Un nouveau problème consiste en l’extension de la "schizophrénie" à une  population plus large, avec le  "Syndrome de Risque de Psychose" Même si vous  n’êtes pas un psychotique bourgeonnant avec des hallucinations, un comportement  excentrique pourrait éveiller le soupçon qu’un jour vous deveniez psychotique.  Admettons que vous ayez la “parole désorganisée”. Cela s’applique à environ la  moitié de mes étudiants. Versez-y du Seroquel pour le « Syndrome de Risque de  Psychose »!

DSM-V accélère la tendance à créer des variantes sur le spectre des  comportements quotidiens vers les maladies: changeant la tristesse en  dépression, l’appréhension en anxiété, le comportement enfantin en  hyperactivité.

S’il y avait des traitements spécifiques pour ces différentes niches, vous  pourriez argumenter que cela correspondrait à de bons diagnostics. Mais comme  dans d’autres cas d’anxiété-dépression, les ISRS’s sont censé être bons pour  tout.
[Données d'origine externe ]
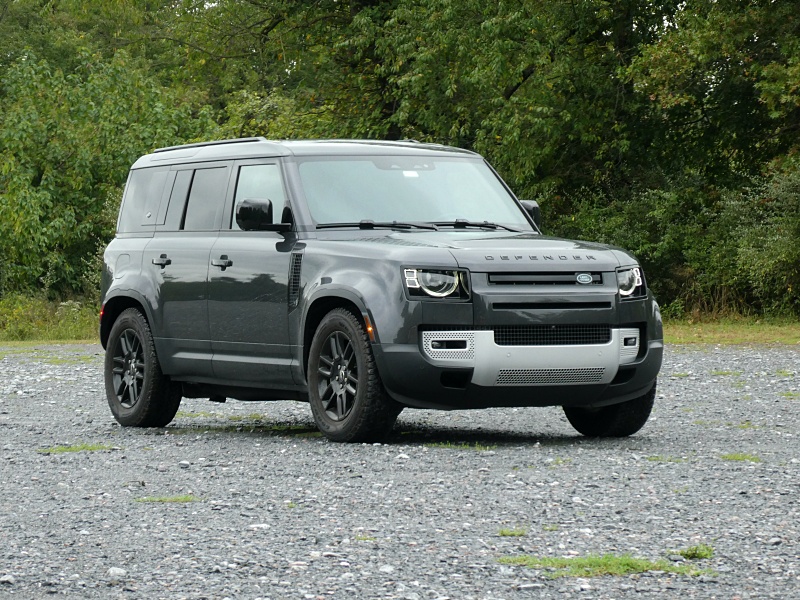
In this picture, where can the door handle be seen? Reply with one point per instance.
(162, 261)
(223, 262)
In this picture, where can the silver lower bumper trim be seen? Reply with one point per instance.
(495, 365)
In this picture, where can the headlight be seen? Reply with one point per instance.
(437, 283)
(630, 282)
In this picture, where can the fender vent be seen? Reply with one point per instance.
(295, 267)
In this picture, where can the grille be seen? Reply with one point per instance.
(549, 376)
(551, 335)
(545, 278)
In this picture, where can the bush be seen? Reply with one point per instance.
(35, 318)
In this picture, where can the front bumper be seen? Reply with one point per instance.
(467, 369)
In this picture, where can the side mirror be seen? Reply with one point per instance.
(532, 208)
(256, 215)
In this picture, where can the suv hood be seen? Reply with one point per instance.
(507, 251)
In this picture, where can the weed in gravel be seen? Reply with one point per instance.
(741, 457)
(181, 414)
(75, 448)
(673, 459)
(461, 446)
(170, 499)
(696, 552)
(598, 566)
(516, 532)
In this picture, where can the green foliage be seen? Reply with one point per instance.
(67, 140)
(667, 128)
(599, 566)
(36, 318)
(82, 447)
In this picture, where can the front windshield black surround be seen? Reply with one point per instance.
(407, 189)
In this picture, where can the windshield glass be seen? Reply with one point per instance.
(406, 188)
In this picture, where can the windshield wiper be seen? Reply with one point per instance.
(464, 223)
(367, 224)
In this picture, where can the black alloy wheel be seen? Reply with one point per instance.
(138, 393)
(128, 370)
(346, 395)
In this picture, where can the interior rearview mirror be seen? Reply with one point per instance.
(532, 208)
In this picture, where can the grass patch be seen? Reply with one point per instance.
(461, 446)
(732, 331)
(170, 499)
(698, 552)
(75, 448)
(516, 532)
(24, 318)
(740, 457)
(599, 566)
Pourtant, pour promouvoir une indication donnée, comme le désordre  socio-anxieux, il est nécessaire de dépenser des centaines de millions de  dollars en tentatives d’enregistrement pour convaincre la FDA que votre agent  fonctionne pour cette maladie dont personne n’avait entendu parler auparavant.  

 

Le DSM-V n’est pas composé que de mauvaises nouvelles. Il change le bric-à-brac  de syndromes de désordre développemental des enfants en un seul groupe de  "désordres du spectre autistique," ce qui fait sens, car avant, avec Asperger  comme maladie distincte, c’était comme dessiner des lignes dans une bassine  remplie d’eau. Cependant, les problèmes de base des séries DSM précédentes  demeurent non adressés.
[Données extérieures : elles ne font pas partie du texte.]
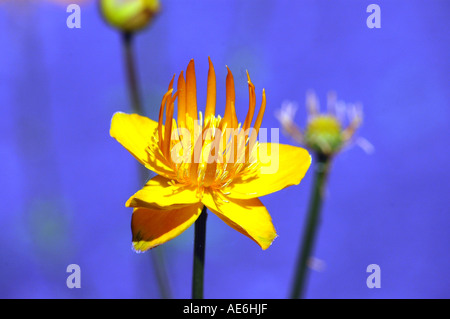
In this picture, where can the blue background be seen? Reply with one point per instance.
(64, 180)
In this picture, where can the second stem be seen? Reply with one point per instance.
(199, 255)
(320, 177)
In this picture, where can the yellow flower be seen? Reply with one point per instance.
(129, 15)
(204, 161)
(325, 132)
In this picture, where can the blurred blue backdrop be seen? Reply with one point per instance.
(64, 180)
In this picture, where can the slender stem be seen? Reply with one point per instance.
(199, 255)
(131, 72)
(320, 177)
(157, 255)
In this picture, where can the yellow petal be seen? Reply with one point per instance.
(158, 193)
(247, 216)
(152, 227)
(138, 134)
(280, 166)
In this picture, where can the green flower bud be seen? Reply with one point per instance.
(129, 15)
(324, 134)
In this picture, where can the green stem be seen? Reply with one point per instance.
(157, 254)
(133, 87)
(320, 177)
(199, 255)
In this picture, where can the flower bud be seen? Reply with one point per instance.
(324, 134)
(129, 15)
Vers où va la psychiatrie? Ce dont la discipline a terriblement besoin, c’est  d’une attention rapprochée aux patients avec leurs symptômes particuliers, afin  d’extraire les vraies maladies du bourbier de symptômes que le DSM continue à  remodeler sous les différents "désordres." Cette attention minutieuse à ce dont  les patients souffrent réellement est appelée "psychopathologie," et son absence  distingue la psychiatrie américaine de la tradition européenne.

 

Avec le DSM-V,  la psychiatrie américaine fonce exactement dans la direction opposée: en  définissant des cercles de plus en plus grands de la population comme souffrant  de maladie mentale avec des diagnostics vagues et non différentiés et les  traitant avec des drogues puissantes.

Le Nouvel Anormal (exemples de nouvelles définitions)

 

Une sélection de nouvelles affections dans le manuel planifié.

Tésoriser

 

Défini comme "difficulté persistante à se détacher de ou de s’éloigner  d’objets personnels, même de ceux de valeur limitée ou inutiles, dû à des  besoins urgents de préserver les objets."
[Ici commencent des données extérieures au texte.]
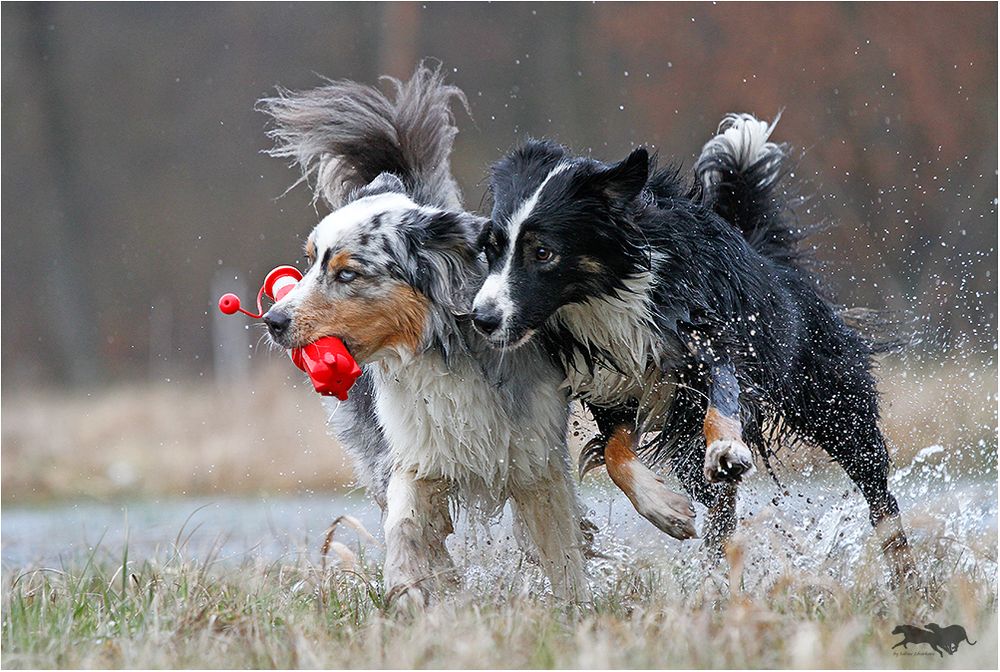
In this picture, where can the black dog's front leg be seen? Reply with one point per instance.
(614, 447)
(727, 457)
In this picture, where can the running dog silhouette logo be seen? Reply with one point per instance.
(940, 639)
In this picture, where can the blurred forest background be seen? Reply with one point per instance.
(135, 190)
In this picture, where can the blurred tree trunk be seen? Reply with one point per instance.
(67, 302)
(400, 41)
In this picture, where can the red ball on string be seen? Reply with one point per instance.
(229, 303)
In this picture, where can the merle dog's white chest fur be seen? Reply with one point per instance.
(452, 422)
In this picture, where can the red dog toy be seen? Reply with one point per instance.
(330, 366)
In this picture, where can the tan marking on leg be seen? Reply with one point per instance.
(669, 511)
(618, 455)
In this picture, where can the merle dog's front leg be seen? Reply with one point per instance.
(727, 457)
(418, 567)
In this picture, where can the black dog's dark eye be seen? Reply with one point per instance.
(346, 275)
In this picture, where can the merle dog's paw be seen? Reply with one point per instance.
(728, 461)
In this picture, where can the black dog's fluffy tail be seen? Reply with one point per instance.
(741, 173)
(344, 134)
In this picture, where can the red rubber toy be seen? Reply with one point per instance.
(329, 365)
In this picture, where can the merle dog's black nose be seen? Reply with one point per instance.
(487, 319)
(277, 322)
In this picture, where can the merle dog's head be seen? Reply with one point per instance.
(559, 234)
(379, 269)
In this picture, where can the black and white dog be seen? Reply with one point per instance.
(684, 310)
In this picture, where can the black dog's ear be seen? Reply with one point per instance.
(623, 181)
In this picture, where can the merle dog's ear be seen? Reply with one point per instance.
(623, 181)
(447, 231)
(446, 248)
Mélange Anxieté-Dépression

 

"Le patient a les symptômes de dépression majeure... accompagnée de détresse  d’anxiété."  La combinaison de dépression et anxiété est reconnue cliniquement  depuis des années, ce n’est que maintenant qu’elle apparaît dans le manuel.

Hyperphagie

 

Définit manger “une quantité de nourriture largement au-delà de la quantité  que la plupart des personnes pourraient ingurgiter dans un période de temps et  en des circonstances similaires," avec en plus “une impression de manque de  contrôle dans l’acte de manger. "

Désordre Neurocognitif Mineur

 

"Evidence d’une décroissance mineure de la cognition par rapport à un niveau  précédent de performance," une occurrence banale pour tous les gens au-delà de  50 ans.

Désordre de Dérégulation de l’Humeur avec Dysphorie

 

Une nouvelle définition pour tous les enfants affectés par des sautes  d’humeur. Cela semble bien être une manière d’éviter d’utiliser le terme  "bipolaire".

Edward Shorter est professeur d’histoire de la médecine et de la psychiatrie à la “Faculty of Medicine of the University of Toronto".Son dernier livre coécrit avec Max Fink, "Endocrine Psychiatry: Solving the Riddle of Melancholia," sera publié aux “Oxford University Press".